Of course, ESPN spelled his name wrong on its website, too: This "Corey" Lange must be a heck of a player.

"I thought he was the MVP of our league as a sophomore, but they didn't give it to him," says Wasco coach Mark Hutson, the section's all-time leader in coaching victories. "Frankly, I think he's the best player in town right now, and I don't think it's close. He does it day in, day out. He gets box-and-one (defenses) every night. He just goes out and plays the game."

Cory Lange doesn't need people to notice.

That's the thing: Lange has aspirations, and he's willing to do a lot to reach them.

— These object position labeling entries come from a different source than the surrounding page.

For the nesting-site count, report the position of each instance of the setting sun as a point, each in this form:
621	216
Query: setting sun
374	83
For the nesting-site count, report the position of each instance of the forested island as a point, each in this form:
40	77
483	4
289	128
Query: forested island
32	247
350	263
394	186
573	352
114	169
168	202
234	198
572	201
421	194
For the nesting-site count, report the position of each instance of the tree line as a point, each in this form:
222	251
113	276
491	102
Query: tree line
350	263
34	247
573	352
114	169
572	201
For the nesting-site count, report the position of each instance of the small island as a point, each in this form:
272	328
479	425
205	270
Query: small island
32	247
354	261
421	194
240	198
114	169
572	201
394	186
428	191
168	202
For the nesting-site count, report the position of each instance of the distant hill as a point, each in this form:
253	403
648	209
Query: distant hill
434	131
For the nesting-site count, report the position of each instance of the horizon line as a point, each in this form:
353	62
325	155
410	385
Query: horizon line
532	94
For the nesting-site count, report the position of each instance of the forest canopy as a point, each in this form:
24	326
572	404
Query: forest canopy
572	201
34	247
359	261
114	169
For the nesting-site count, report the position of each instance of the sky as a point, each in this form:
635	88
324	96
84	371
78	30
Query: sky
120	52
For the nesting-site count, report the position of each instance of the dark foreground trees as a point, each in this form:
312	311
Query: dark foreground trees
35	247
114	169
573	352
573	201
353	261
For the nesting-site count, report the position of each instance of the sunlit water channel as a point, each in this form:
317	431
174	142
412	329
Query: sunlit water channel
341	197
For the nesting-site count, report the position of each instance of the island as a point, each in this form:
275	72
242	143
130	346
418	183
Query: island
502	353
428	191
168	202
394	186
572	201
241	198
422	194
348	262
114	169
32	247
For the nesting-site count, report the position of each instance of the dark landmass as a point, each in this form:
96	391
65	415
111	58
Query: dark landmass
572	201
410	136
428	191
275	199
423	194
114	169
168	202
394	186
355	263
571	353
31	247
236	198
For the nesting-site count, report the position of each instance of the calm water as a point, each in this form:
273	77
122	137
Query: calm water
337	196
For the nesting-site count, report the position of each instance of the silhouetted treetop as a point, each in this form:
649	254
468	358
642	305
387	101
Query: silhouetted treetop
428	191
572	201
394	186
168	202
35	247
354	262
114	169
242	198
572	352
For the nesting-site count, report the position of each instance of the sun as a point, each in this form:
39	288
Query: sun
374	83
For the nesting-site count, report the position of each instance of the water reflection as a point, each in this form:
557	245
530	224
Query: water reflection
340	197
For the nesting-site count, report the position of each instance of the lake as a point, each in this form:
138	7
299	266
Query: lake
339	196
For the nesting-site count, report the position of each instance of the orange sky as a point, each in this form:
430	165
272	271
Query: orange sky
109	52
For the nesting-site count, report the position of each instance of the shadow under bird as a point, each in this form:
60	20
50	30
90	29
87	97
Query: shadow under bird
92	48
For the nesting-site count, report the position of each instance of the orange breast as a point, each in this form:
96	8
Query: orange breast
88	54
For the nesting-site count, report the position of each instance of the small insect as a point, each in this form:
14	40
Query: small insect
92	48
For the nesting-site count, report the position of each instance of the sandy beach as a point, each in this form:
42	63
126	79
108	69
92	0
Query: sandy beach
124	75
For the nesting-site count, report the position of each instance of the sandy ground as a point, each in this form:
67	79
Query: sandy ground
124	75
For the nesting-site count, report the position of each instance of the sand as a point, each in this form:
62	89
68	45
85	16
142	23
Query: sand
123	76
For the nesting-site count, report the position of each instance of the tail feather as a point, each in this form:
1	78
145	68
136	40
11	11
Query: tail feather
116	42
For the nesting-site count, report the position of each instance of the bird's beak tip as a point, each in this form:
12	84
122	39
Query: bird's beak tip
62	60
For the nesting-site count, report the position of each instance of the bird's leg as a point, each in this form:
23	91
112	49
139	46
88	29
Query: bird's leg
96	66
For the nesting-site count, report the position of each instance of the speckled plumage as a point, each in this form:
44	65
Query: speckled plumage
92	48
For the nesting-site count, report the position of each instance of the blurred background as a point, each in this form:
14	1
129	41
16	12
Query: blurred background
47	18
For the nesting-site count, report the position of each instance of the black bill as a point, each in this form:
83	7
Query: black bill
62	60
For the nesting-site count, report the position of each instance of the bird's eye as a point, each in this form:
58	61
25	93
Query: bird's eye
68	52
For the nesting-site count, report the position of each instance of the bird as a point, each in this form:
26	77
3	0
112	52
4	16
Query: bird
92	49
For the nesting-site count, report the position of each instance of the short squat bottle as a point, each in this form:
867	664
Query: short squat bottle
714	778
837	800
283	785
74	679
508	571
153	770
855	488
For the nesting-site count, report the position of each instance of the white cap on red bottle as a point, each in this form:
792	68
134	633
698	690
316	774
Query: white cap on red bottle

But not anything. Erase from your mind the image of the loud, look-at-me basketball star. There will be no chest bumps, no "What, me?" looks to the referee, no gloating.

Lange didn't even try to dunk until he reached high school and a couple of friends in P.E. class demanded that he try.

"I said, 'I can't dunk; I'm a freshman,'" Lange says. "So I finally tried it, did it, and I'm like, 'Whoa. Did I just do that?'"

Lange never has an idea of how many points he has unless he catches a glimpse of the box score in the newspaper the next day.

"I don't really realize how much I'm scoring," Lange says. "My parents don't keep track, unless it's my dad telling me how many turnovers I had. I just figure, if they aren't gonna stop me, I've got to score. But I don't think about how many."

Whatever the antonym of primma donna is, we just found its face. Lange has a girlfriend he plans to marry sooner rather than later. His family hosts team dinners. He prays before games and has never played on a Sunday. He has never gotten a technical foul.

"If I ever do, my mom says she'll come onto the court to yell at me," Lange says. "She says, 'No excuses. You don't act negatively.' So I don't."

Lange lights up at the mention of his family (his four older brothers and older sister have driven from all across the state to see him play this year) or his teammates ("I like double teams, because that means I can get one of the other guys a shot").

Lange is easy-going, sincere, and unassuming. And yet, when Lange is on the court, rare is the defender on whom he can't impose his will.

"He's probably the most popular kid on campus," Olofson says, "because he's not arrogant. He doesn't consider himself special, even though he very easily could. He's one of those guys you want as a son, too."

This is Cory Lange: Talented yet humble, unassuming but impossible not to notice.

"He's the best I've ever had," Olofson says. "He's a superstar."